The PNC had destroyed the economy; we were an international basket case and critical poverty had reached 46 per cent. Under the IMF Economic Recovery Programme (ERP) the PNC instituted the infamous 10:1 devaluation, which plunged the people into poverty and the economy into a tailspin. The so-called dramatic ‘growth’ was actually a bounce back to the production potential frontier achieved in the 1960’s. It was not until the Bharrat Jagdeo administration removed the onerous US$ 2.1 billion debt that had been a millstone on our necks, that the economy could be guided into a real growth trajectory.
This is an achievement that has not been properly appreciated.
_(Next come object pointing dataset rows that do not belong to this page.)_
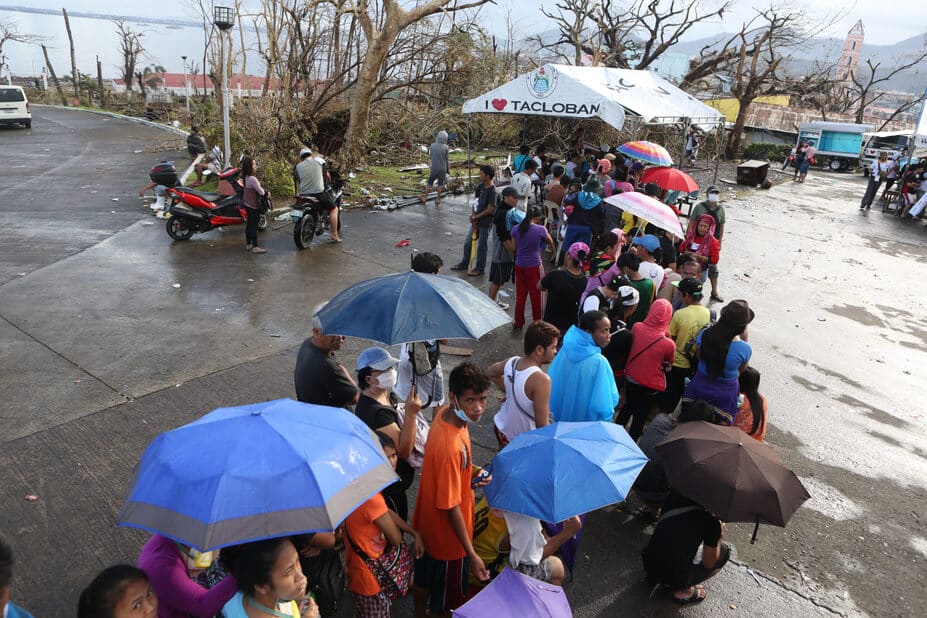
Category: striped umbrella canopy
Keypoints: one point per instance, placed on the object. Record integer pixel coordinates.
(648, 152)
(255, 472)
(650, 210)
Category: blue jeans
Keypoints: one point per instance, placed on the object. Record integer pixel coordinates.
(482, 245)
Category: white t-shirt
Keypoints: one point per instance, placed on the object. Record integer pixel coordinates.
(526, 538)
(517, 412)
(654, 271)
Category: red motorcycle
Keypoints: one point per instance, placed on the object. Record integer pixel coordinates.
(194, 212)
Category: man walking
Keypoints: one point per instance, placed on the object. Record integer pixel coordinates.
(320, 379)
(444, 508)
(484, 205)
(438, 168)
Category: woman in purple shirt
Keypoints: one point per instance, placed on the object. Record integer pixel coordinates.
(253, 189)
(529, 238)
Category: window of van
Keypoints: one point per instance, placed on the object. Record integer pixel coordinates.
(11, 95)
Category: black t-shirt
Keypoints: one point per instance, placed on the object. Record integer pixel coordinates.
(375, 415)
(564, 290)
(320, 379)
(616, 352)
(676, 539)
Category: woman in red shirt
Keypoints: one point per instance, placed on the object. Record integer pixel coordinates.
(650, 356)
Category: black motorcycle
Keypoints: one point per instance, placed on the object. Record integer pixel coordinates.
(310, 219)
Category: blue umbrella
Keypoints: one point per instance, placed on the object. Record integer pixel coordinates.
(411, 307)
(253, 472)
(564, 469)
(515, 595)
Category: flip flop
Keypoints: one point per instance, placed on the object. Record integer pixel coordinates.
(695, 598)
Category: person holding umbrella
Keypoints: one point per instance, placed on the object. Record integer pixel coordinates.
(668, 557)
(270, 582)
(377, 375)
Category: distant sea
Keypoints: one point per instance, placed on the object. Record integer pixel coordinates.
(164, 45)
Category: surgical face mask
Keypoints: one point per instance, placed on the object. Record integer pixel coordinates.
(387, 380)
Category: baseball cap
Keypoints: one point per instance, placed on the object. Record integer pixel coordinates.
(579, 247)
(647, 241)
(629, 296)
(377, 359)
(689, 285)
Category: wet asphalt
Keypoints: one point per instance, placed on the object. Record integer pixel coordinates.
(102, 352)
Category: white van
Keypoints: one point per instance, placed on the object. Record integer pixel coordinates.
(14, 107)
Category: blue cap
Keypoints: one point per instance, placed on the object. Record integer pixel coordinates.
(648, 241)
(377, 359)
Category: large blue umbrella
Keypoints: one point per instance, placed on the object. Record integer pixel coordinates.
(515, 595)
(411, 307)
(256, 471)
(564, 469)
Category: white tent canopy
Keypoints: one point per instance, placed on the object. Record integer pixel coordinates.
(595, 92)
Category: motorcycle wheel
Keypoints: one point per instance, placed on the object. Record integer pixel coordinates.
(179, 228)
(304, 230)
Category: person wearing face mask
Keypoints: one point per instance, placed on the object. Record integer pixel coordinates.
(270, 582)
(444, 508)
(377, 375)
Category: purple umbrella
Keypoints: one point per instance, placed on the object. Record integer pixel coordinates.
(515, 595)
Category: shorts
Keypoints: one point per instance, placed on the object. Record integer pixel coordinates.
(698, 573)
(501, 273)
(537, 571)
(446, 581)
(373, 606)
(436, 178)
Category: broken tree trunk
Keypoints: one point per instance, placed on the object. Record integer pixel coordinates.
(51, 71)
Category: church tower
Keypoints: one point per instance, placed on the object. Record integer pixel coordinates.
(852, 47)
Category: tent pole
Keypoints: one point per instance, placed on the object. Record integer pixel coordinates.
(469, 160)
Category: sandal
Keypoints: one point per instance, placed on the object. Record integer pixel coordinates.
(694, 598)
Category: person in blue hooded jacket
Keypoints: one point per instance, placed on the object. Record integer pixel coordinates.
(582, 382)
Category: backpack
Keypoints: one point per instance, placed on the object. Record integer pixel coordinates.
(424, 356)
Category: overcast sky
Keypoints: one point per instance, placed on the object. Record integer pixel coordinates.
(886, 22)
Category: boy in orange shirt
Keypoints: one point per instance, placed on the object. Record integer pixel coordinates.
(444, 509)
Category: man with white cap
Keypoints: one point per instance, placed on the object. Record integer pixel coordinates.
(312, 180)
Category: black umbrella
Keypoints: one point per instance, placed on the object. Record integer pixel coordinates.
(730, 474)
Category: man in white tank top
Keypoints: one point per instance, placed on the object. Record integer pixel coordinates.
(527, 387)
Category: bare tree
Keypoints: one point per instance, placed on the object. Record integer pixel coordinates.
(9, 33)
(131, 47)
(864, 88)
(381, 26)
(75, 74)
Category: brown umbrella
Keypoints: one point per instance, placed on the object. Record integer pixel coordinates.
(730, 474)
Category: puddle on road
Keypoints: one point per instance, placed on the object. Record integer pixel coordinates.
(829, 501)
(872, 412)
(857, 314)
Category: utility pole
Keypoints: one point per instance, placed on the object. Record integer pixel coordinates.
(224, 19)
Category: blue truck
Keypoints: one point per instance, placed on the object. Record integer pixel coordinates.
(837, 143)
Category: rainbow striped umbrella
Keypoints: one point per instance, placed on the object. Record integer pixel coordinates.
(648, 152)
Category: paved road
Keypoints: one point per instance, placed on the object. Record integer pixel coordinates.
(101, 353)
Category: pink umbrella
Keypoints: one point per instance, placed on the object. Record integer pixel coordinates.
(649, 209)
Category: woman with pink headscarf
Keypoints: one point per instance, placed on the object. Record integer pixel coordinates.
(700, 241)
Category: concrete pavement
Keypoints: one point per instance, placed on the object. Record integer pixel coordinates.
(102, 353)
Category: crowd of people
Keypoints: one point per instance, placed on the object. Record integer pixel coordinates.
(620, 324)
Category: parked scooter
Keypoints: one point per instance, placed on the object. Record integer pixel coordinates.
(310, 219)
(193, 212)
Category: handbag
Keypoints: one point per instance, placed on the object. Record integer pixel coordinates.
(393, 569)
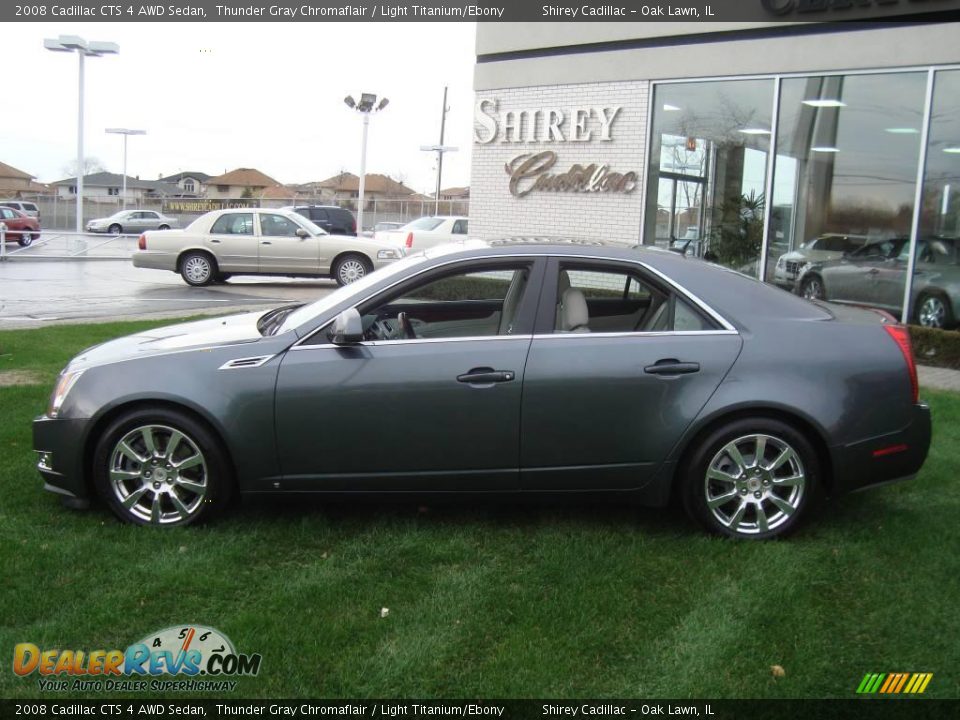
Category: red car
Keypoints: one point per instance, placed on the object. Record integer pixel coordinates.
(20, 227)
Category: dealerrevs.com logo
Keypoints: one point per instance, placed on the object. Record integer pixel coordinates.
(203, 654)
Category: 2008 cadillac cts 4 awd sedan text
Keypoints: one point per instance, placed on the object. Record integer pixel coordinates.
(511, 367)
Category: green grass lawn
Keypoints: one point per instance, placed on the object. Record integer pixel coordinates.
(493, 600)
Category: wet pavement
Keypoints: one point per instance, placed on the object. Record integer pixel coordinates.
(37, 292)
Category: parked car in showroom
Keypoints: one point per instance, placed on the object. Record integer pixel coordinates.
(132, 222)
(510, 368)
(875, 275)
(20, 227)
(335, 220)
(819, 249)
(427, 232)
(260, 241)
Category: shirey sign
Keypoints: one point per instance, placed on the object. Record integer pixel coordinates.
(535, 172)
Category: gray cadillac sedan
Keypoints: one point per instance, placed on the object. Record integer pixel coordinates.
(508, 367)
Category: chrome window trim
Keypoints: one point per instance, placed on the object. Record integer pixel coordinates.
(727, 327)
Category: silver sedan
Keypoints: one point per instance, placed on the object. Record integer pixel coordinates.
(260, 241)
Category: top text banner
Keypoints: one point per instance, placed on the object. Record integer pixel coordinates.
(483, 11)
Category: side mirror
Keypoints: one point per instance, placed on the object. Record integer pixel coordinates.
(347, 328)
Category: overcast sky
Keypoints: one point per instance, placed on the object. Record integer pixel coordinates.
(218, 96)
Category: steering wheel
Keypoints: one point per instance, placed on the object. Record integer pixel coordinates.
(406, 325)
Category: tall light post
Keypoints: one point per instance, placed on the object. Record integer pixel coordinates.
(367, 105)
(84, 49)
(126, 132)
It was not just a matter of maintaining the macro-economic fundamentals such as low inflation and budget deficits, etc, which was difficult enough, but of struggling against the PNC, now in the opposition, that had vowed to remove the government through the violent strategy of ‘slow fyaah; ‘mo fyaah’. The political instability engendered by the widespread killings, arson and robberies ensured that direct foreign investment was always problematical.
Today, against a bleak tide of slow or no growth in the regional economies, the PPP has yet maintained a positive growth rate. The opposition, which took control of the legislature at the last elections, are obviously determined to use this new contingency for their short-term political gain rather than the long term structural benefit for the entire country. It is our hope that after 20 years of obdurate negativity, they will join the government in fixing the disaster the PPP inherited.